Our bodies communicate information from one area to another via the connective tissues, a continuum of fibres and cells, reacting to each other, passing messages in a process that is twenty times faster than the nervous system. This is an instant reactivity. Take the example of an insect flying onto your eyelash. The blinking of the eye is so fast it is beyond that which is mediated by the nervous system.

Our Connective Tissues are essential to the dance between stability and movement – crucial in high performance, central in recovery from injury and disability, and ever-present in our daily life from our conception to the last breath we take.

In addition, these ongoing reactions are truly electro-magnetic. There is within the body a process known as a piezoelectric response. As soon as any tissue is bent or stretched, there is an outpouring of electricity (energy) that, in turn, creates a magnetic field. Thus a circuitry is created through which energy flows. This constitutes the piezoelectric response and provides the basis for acupuncture meridians. These meridians support the flows of energy from the piezoelectric effect, but they also support many other kinds of regulatory flow, including those involved in emotional expression. This flow of electromagnetic energy is also the basis of transmission of information and even the evocation of the chemical reactions within the body.

Energy flows best when everything is coherent (when our cells are communicating unimpeded by blockages and tension.) This is the ideal “zone” of exceptional human performance, or the “zone” of exceptional human health.

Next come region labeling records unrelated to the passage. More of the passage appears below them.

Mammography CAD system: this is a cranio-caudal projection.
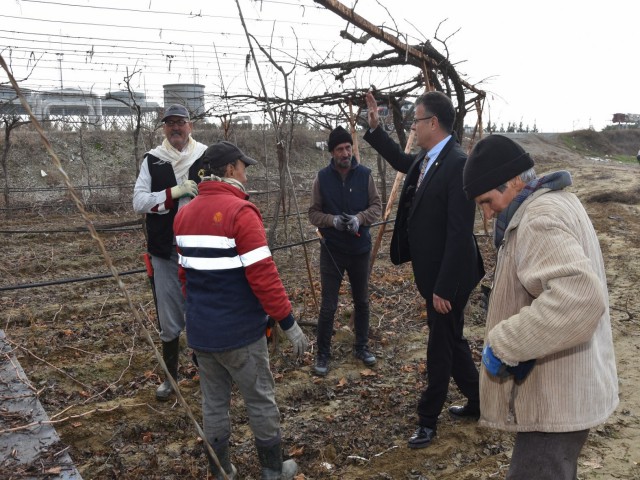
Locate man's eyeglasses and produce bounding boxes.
[164,120,189,127]
[411,115,435,125]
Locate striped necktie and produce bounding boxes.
[416,155,429,188]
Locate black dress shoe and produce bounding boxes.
[449,405,480,420]
[409,427,436,448]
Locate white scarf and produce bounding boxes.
[149,139,207,185]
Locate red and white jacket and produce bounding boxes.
[173,181,294,352]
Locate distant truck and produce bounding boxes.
[611,113,640,124]
[358,100,415,132]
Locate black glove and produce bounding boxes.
[333,215,347,232]
[341,213,360,235]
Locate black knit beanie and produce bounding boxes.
[327,127,353,152]
[462,135,533,200]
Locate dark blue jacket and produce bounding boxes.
[318,157,371,255]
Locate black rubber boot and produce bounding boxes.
[207,443,238,480]
[156,337,180,402]
[256,442,298,480]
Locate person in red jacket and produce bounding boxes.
[174,141,308,480]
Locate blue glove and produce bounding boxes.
[482,344,509,378]
[507,358,536,382]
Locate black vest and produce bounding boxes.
[145,154,202,260]
[318,158,371,255]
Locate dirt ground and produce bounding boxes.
[0,134,640,480]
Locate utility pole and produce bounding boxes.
[56,53,64,90]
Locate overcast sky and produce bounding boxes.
[0,0,640,132]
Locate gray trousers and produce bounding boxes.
[196,337,280,448]
[506,430,589,480]
[151,248,184,342]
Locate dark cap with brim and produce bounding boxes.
[462,135,534,199]
[202,140,258,168]
[162,103,191,122]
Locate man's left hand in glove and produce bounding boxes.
[342,213,360,235]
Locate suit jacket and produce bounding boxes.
[364,127,484,305]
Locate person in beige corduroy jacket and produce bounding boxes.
[463,135,618,480]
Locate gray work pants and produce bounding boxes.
[151,248,185,342]
[196,336,280,447]
[507,430,589,480]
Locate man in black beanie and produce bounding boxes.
[309,126,382,376]
[364,92,484,448]
[463,135,618,480]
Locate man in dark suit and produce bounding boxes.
[364,92,484,448]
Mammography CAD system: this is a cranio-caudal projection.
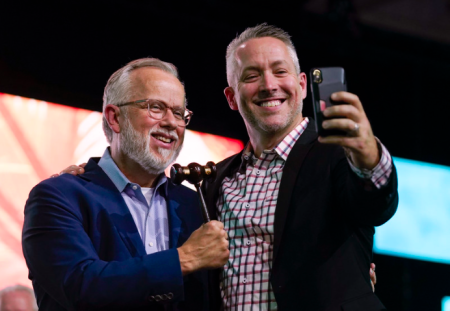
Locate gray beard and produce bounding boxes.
[120,118,183,174]
[242,101,303,133]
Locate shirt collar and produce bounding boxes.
[98,147,167,192]
[242,117,309,163]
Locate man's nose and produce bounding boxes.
[160,109,178,129]
[260,73,278,93]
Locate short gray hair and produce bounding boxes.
[102,58,181,143]
[226,23,300,86]
[0,284,38,311]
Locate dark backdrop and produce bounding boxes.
[0,0,450,311]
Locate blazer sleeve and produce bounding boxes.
[22,180,184,310]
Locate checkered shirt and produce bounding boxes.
[217,118,392,310]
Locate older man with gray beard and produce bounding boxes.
[23,58,229,311]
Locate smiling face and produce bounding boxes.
[225,37,306,144]
[119,67,185,174]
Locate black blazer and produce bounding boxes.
[203,123,398,311]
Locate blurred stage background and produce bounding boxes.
[0,0,450,311]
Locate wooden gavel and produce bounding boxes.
[170,161,217,223]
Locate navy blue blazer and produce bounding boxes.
[22,159,208,311]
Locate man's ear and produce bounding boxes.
[298,72,308,99]
[223,86,238,110]
[104,104,120,134]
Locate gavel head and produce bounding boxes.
[170,161,217,185]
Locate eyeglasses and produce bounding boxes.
[117,99,194,127]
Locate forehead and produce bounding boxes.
[236,37,294,70]
[130,67,185,106]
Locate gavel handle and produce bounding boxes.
[195,183,211,223]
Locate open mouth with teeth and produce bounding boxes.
[152,134,174,144]
[258,99,285,107]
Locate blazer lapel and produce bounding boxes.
[202,151,242,220]
[273,120,317,263]
[80,159,146,257]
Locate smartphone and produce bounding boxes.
[309,67,347,136]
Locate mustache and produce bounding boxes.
[148,128,179,140]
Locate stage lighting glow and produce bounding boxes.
[374,158,450,264]
[0,93,243,288]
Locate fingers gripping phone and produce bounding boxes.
[309,67,347,136]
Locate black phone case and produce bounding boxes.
[309,67,347,136]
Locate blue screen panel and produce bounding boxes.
[374,158,450,264]
[442,297,450,311]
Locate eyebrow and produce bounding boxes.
[242,60,288,74]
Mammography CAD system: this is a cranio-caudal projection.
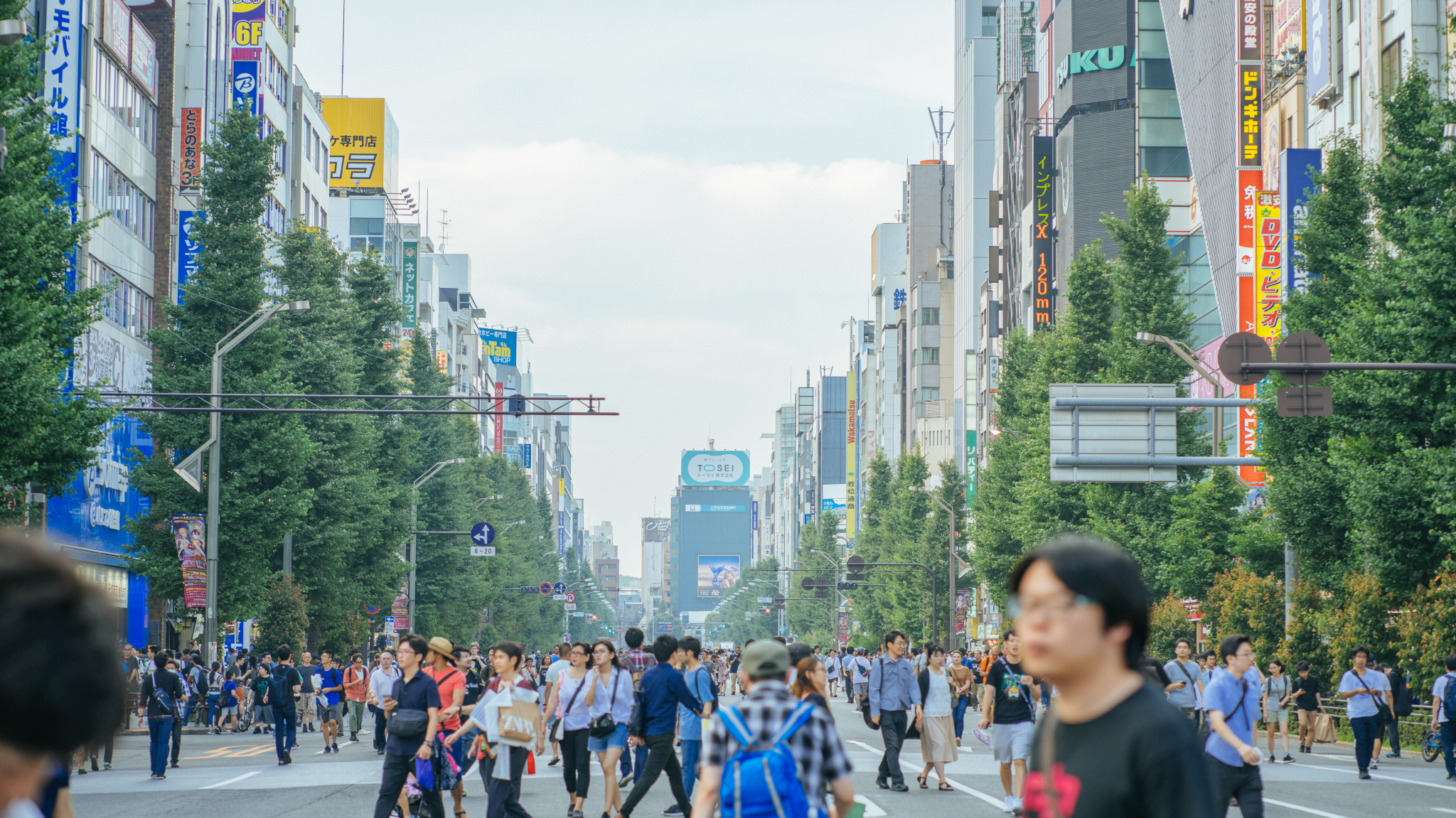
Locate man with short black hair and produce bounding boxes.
[617,633,703,818]
[992,536,1223,818]
[869,630,920,792]
[693,640,855,818]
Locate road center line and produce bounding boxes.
[196,770,261,789]
[1264,796,1345,818]
[849,739,1007,803]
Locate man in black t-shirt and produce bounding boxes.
[981,629,1041,812]
[1010,536,1227,818]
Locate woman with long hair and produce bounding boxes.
[587,637,633,818]
[789,657,835,721]
[916,645,960,790]
[546,642,596,818]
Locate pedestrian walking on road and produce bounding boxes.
[587,639,633,818]
[916,645,964,790]
[980,628,1041,812]
[1204,633,1264,818]
[368,650,399,755]
[264,645,303,767]
[1290,662,1325,753]
[869,630,920,792]
[1264,660,1295,764]
[692,639,855,818]
[617,633,702,817]
[1431,655,1456,782]
[314,650,346,753]
[343,650,368,741]
[1007,537,1227,818]
[374,633,446,818]
[1339,645,1391,779]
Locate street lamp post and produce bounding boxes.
[409,457,466,632]
[192,301,309,662]
[910,486,957,652]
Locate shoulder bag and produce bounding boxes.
[389,677,429,738]
[587,669,621,738]
[547,669,587,744]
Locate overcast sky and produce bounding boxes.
[296,0,953,576]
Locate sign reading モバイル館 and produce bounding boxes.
[683,450,749,486]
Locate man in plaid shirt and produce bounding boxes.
[693,639,855,818]
[617,628,657,787]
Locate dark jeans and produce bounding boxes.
[481,744,532,818]
[620,732,693,818]
[1442,716,1456,776]
[560,728,591,797]
[274,707,299,761]
[1204,754,1264,818]
[1349,716,1381,773]
[147,716,171,774]
[374,753,446,818]
[875,710,906,786]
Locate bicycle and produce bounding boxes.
[1421,731,1442,763]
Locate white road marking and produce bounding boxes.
[196,770,261,789]
[855,795,888,818]
[1264,796,1345,818]
[849,739,1007,803]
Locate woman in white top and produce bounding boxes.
[916,645,960,790]
[587,639,633,818]
[546,642,591,818]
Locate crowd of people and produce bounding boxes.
[0,524,1456,818]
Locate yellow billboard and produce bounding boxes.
[319,96,399,190]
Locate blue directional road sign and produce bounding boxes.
[471,522,495,546]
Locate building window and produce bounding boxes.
[90,45,157,154]
[90,150,157,244]
[86,259,153,339]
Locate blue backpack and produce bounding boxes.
[721,701,823,818]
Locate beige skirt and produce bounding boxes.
[920,716,960,764]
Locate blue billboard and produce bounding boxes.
[683,450,749,486]
[481,329,515,367]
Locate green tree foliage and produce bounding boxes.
[0,0,114,518]
[257,571,309,654]
[128,109,314,620]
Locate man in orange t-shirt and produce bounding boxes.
[425,636,466,815]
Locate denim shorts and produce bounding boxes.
[587,723,628,753]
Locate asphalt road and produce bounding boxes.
[71,697,1456,818]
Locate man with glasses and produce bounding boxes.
[869,630,920,792]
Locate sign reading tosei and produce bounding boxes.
[683,450,749,486]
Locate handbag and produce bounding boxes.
[389,678,429,738]
[549,677,587,744]
[587,671,621,738]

Furthermore, this flow of electro-magnetic energy can be detected beyond the body, creating electro-magnetic waves that some people call the “aura.” We all have experienced certain “vibes” and even speak about “being on the same wavelength” as someone. Most of us are sensitive to a good environment or an unhealthy environment, a good person or one who may not be so good. This is an energetic exchange between people or between a person and their immediate environment.

Our body’s connective tissue matrix is a tensegrity structure (tension + integrity); that is a dynamic balance between the rigid bones and the elasticity of the soft tissues. If we put strain into a tensegrity structure and the deformation will get distributed all over the structure. Where will a tensegrity structure break under strain? At its weakest point.  If our body is a tensegrity structure, the ‘load’ that is causing pain or strain in the low back may be sourced in the foot or the shoulder – so we have to be able to see the pattern to know where to intervene. See my blog article How Did the Diplodocus Hold It’s Head Up? for more about the Connective Tissue Tensegrity Matrix.

The techniques I use are designed to release tension in the tensegrity matrix. Positive changes to this matrix are more likely to occur with a very gentle specific contact than with a forceful one, because a forceful contact may cause the matrix to go further in a rigid protective mode. With the release of tension there is a greater flow of energy throughout the body causing increased strength and flexibility and improved function of organs, the brain and nervous system, the blood and lymph systems and the digestive system.